Schulleiter-Kollege Uwe Bleckmann, Direktor des Freiherr-vom-Stein-Gymnasiums in Sterkrade, springt Fontein bei. „Die Schulen werden hinsichtlich des Personals kurz gehalten. Ich habe hier ja keine zwei Mann als Reserve rumsitzen, die sonst nichts tun und im Bedarfsfall einspringen könnten.“ Unterrichtsausfall habe es immer gegeben, versucht Uwe Bleckmann zu beruhigen, „ich habe nicht den Eindruck, das es so besonders schlimm geworden ist“. Es sei wichtig, die Eltern mit ins Boot zu holen. Und vom unrealistischen Luxuswunsch, eine Vertretungsreserve zu bekommen, will er gar nicht sprechen. Die Mutter der Schülerin am „Elsa“ hat eigentlich nur einen Wunsch: „Dass die Stunden gegeben werden, die auf dem Plan stehen.“
Regierung schätzt: Nur 1,7 Prozentder Stunden fallen aus
Ist „Vertretung“ schon Unterrichtsausfall? Darüber kann man geteilter Meinung sein. Ein paar Einblicke in ein komplexes Thema.
Was ist Unterrichtsausfall?
Die Landesregierung spricht nur dann von Ausfall, wenn tatsächlich kein Unterricht stattgefunden hat. Betreut ein Vertretungslehrer die Klasse, wird das nicht als Ausfall gezählt, auch wenn der beispielsweise Klassenarbeiten korrigiert, während die Schüler ihre Hausaufgaben machen. Kritiker sagen, dass der Unterricht nur dann als erteilt gelten dürfte, wenn der Vertretungslehrer aus dem gleichen Fachbereich wie der ausgefallene Kollege kommt und auch tatsächlich unterrichtet.
Was die Landesregierung sagt
Glaubt man der Landesregierung, ist Unterrichtsausfall an NRW-Schulen kein schwerwiegendes Problem. Nur 1,7 Prozent, nicht einmal zwei von hundert Schulstunden, seien im vergangenen Schuljahr ausgefallen. Das ist allerdings keine präzise Zählung, sondern eine Schätzung auf Basis einer Stichprobe. Zwei Wochen lang wurde dafür der Unterrichtsausfall an 770 der rund 6000 Schulen in NRW gemessen.
Was der Rechnungshof sagt
Der Landesrechnungshof geht davon aus, dass der tatsächliche Ausfall viel höher ist, etwa weil viele Pflichtstunden gar nicht erst im Stundenplan auftauchen.

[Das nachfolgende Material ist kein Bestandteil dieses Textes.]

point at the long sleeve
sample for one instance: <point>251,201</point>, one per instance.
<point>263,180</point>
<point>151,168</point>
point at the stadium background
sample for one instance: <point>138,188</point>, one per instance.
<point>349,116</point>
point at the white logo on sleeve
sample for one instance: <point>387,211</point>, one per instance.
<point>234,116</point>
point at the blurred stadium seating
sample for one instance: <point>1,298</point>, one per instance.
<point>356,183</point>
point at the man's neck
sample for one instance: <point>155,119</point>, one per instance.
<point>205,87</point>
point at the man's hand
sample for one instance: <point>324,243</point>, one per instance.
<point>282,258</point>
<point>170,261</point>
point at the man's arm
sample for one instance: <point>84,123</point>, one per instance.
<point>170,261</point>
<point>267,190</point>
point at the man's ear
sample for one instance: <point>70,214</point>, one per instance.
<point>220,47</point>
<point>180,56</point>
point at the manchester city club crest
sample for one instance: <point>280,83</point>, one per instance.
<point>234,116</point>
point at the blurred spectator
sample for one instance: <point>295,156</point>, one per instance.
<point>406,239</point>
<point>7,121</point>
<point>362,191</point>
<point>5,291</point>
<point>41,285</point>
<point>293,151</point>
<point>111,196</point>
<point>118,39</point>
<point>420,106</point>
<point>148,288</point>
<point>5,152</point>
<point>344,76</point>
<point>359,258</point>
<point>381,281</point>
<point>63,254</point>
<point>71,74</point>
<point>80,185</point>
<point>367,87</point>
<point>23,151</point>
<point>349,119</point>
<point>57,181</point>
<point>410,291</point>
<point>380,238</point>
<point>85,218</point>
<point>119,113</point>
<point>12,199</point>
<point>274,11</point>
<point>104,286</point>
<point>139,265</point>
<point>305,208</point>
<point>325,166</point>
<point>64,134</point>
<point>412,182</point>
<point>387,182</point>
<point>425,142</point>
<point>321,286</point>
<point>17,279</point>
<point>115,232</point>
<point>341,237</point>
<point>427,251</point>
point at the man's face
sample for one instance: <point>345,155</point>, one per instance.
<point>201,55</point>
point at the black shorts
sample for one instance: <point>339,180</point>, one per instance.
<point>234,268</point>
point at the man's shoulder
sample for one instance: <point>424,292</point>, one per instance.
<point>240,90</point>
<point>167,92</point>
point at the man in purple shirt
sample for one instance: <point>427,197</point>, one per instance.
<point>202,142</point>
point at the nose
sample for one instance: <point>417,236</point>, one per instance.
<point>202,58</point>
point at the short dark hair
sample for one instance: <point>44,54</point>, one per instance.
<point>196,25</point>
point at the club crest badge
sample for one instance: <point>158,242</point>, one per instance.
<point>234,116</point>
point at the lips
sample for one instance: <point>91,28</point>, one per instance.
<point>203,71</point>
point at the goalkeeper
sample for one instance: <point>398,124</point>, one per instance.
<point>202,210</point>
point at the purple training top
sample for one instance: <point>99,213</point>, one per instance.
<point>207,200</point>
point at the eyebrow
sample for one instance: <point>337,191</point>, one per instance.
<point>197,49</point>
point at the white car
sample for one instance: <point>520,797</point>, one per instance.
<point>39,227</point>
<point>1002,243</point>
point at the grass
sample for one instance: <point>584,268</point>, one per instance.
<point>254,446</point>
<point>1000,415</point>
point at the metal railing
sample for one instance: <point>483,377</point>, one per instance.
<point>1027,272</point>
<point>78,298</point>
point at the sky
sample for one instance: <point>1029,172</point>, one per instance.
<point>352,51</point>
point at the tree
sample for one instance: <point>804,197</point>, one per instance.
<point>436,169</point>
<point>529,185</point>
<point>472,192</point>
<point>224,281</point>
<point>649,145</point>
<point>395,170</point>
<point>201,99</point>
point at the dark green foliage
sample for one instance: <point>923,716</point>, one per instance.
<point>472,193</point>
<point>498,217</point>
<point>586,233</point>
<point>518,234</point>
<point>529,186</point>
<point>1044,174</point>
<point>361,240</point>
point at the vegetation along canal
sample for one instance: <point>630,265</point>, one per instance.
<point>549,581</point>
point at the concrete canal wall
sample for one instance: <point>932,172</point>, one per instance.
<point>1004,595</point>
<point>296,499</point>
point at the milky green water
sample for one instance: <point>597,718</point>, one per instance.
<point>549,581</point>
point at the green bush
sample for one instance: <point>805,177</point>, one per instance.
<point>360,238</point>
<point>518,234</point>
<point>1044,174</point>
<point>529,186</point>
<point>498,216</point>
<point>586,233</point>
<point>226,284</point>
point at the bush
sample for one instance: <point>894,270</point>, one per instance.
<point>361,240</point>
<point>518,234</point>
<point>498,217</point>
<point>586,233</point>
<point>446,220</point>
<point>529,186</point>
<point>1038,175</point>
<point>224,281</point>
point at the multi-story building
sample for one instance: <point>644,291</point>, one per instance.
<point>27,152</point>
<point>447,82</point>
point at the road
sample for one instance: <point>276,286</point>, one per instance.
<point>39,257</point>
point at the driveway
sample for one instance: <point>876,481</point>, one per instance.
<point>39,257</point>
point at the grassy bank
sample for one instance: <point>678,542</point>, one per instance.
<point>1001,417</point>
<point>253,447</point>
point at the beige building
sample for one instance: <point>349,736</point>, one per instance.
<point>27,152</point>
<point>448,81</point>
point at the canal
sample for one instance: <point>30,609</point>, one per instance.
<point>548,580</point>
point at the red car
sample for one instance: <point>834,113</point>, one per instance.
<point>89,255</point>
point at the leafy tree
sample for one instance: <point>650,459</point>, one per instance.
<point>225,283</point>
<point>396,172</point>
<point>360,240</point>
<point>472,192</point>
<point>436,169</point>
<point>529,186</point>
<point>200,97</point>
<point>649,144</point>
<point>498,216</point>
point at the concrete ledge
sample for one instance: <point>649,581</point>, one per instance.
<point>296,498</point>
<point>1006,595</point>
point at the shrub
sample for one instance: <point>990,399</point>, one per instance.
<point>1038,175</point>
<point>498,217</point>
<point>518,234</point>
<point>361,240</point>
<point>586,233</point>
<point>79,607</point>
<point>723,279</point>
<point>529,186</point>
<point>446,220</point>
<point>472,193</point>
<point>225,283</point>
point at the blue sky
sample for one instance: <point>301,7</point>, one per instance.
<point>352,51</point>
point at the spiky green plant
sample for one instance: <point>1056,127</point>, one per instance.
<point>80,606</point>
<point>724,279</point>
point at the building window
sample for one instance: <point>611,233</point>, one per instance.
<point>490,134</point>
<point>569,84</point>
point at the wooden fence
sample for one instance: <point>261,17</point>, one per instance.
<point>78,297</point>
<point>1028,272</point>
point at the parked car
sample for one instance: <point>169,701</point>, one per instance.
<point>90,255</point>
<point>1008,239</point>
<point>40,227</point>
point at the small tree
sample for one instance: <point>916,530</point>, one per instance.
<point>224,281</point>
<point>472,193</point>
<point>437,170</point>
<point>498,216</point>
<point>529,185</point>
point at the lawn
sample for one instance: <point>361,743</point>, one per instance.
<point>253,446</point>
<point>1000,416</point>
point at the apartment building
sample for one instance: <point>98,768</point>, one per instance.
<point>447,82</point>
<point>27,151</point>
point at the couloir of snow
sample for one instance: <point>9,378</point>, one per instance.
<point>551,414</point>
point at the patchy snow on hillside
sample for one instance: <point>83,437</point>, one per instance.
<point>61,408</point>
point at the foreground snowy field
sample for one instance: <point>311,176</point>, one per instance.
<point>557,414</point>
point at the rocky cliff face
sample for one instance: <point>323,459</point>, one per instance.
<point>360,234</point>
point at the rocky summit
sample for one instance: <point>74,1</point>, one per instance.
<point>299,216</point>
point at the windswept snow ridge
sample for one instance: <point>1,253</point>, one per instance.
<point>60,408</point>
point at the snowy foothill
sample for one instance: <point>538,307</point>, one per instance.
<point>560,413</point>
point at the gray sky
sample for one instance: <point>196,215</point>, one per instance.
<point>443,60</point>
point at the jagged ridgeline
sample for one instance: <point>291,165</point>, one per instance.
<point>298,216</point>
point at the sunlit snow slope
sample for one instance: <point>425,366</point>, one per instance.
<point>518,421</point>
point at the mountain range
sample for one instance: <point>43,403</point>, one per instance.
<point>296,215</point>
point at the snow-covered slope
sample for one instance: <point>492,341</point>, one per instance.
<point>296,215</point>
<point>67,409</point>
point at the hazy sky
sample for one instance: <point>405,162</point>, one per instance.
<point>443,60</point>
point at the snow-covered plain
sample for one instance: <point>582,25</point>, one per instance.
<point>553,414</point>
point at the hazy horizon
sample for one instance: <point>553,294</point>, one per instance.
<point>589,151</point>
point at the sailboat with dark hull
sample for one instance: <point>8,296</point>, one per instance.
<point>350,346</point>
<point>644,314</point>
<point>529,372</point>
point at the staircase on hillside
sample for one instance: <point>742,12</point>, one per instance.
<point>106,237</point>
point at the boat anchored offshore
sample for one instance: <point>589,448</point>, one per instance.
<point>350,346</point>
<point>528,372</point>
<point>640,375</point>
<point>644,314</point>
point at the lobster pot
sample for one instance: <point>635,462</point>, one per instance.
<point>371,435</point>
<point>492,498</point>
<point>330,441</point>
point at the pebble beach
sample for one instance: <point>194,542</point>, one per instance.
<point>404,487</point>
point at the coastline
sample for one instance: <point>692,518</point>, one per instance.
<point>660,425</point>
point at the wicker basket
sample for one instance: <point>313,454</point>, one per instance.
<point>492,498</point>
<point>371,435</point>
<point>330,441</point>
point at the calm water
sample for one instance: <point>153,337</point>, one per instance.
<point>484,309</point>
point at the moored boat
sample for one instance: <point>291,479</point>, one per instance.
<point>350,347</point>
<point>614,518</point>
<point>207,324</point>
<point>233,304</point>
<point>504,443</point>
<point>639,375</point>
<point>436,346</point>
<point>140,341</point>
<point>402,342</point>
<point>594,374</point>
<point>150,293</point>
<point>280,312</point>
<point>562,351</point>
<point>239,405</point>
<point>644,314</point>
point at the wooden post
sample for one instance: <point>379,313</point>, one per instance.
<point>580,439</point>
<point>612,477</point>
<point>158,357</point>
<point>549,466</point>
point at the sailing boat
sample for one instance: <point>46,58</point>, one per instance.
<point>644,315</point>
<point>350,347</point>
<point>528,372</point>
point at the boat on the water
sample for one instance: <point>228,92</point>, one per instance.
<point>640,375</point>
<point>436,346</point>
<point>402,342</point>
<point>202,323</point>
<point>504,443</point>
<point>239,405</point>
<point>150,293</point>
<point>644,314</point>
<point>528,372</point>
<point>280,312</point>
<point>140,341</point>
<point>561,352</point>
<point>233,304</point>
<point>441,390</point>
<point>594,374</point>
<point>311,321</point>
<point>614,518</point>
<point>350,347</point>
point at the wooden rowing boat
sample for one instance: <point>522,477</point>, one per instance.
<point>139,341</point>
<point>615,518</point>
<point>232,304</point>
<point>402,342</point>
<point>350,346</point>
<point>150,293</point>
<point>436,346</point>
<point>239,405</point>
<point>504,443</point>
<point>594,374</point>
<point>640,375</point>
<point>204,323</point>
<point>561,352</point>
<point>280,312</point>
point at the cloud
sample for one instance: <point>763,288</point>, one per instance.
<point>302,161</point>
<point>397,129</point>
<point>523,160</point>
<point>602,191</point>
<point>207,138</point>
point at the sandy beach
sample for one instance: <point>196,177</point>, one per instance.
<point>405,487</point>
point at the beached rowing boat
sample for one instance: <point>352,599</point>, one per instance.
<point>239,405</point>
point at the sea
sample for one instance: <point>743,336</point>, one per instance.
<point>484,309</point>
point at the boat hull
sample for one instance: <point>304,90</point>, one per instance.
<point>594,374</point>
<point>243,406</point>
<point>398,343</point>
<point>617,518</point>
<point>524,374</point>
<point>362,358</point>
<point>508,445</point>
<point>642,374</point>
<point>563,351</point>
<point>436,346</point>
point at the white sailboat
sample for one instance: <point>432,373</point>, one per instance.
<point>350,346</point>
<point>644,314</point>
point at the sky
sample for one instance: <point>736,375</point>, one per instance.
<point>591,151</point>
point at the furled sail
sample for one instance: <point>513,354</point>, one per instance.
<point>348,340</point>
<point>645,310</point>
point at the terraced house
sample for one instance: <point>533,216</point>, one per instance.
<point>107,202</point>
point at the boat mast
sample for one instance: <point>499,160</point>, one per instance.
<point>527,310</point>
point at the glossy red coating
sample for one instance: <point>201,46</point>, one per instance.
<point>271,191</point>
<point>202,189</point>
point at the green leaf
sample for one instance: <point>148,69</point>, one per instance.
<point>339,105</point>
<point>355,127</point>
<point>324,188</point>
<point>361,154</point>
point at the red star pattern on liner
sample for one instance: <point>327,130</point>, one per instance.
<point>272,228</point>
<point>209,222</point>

Motto: Was nicht im Stundenplan steht, kann auch nicht ausfallen. Zehn Prozent der Gymnasien und sogar 23 Prozent der Realschulen in den Klassen fünf bis zehn würden „ganz erheblich“ von den Vorgaben abweichen, hat der Rechnungshof in einer eigenen Erhebung herausgefunden. Er forderte mehr Transparenz und eine präzisere Erhebung der Fehlstunden.
Doch die Landesregierung hielt mit einer Studie dagegen: Den Unterrichtsausfall präzise zu dokumentieren, sei zu teuer.
Ein Beschwerde-Brief, dernicht abgeschickt wurde
Vor einigen Monaten war für die Schulpflegschaftsvorsitzenden der Oberhausener Gymnasien das Maß beim Thema Unterrichtsausfall voll. Bei einem Treffen vereinbarten die Elternvertreter, einen Protestbrief an NRW-Schulministerin Sylvia Löhrmann zu schicken. Das Motto „Jedes Kind hat ein Recht auf Bildung“.
Der Brief ist nicht zustande gekommen, weiß Bettina Panne-Düffels, Schulpflegschaftsvorsitzende am Elsa-Brändström-Gymnasium, die damals selbst noch nicht im Amt war. Warum der angestaute Frust seinen Weg nicht nach Düsseldorf fand, ist ihr nicht bekannt. Aber auch sie würde sich wünschen, dass Schulministerin Löhrmann (Grüne) oder Ministerpräsidentin Hannelore Kraft (SPD) nach Oberhausen kommen. „Um im persönlichen Gespräch die Probleme anschaulich schildern zu können.“
Allerdings findet Bettina Panne-Düffels nicht, dass so viel Unterricht ausfällt am „Elsa“, und das Thema als solches „gibt es ja schon sehr lange, auch schon in den 70er und 80er Jahren“. Als „rosarot“ empfindet die Elternvertreterin die Lage aber auch nicht. „Unterrichtsausfall ist ein Problem. Und dann werden Stellen genehmigt, aber es gibt keine Personen, die die Stellen füllen“, sagt Panne-Düffels. Die Landesregierung habe lange die Augen zu gemacht und alles laufen lassen. Als Vorteil in dieser Situation betrachtet die Schüler-Mutter das Hausaufgaben-Konzept am „Elsa“, damit lerne der Nachwuchs selbstständiges Arbeiten.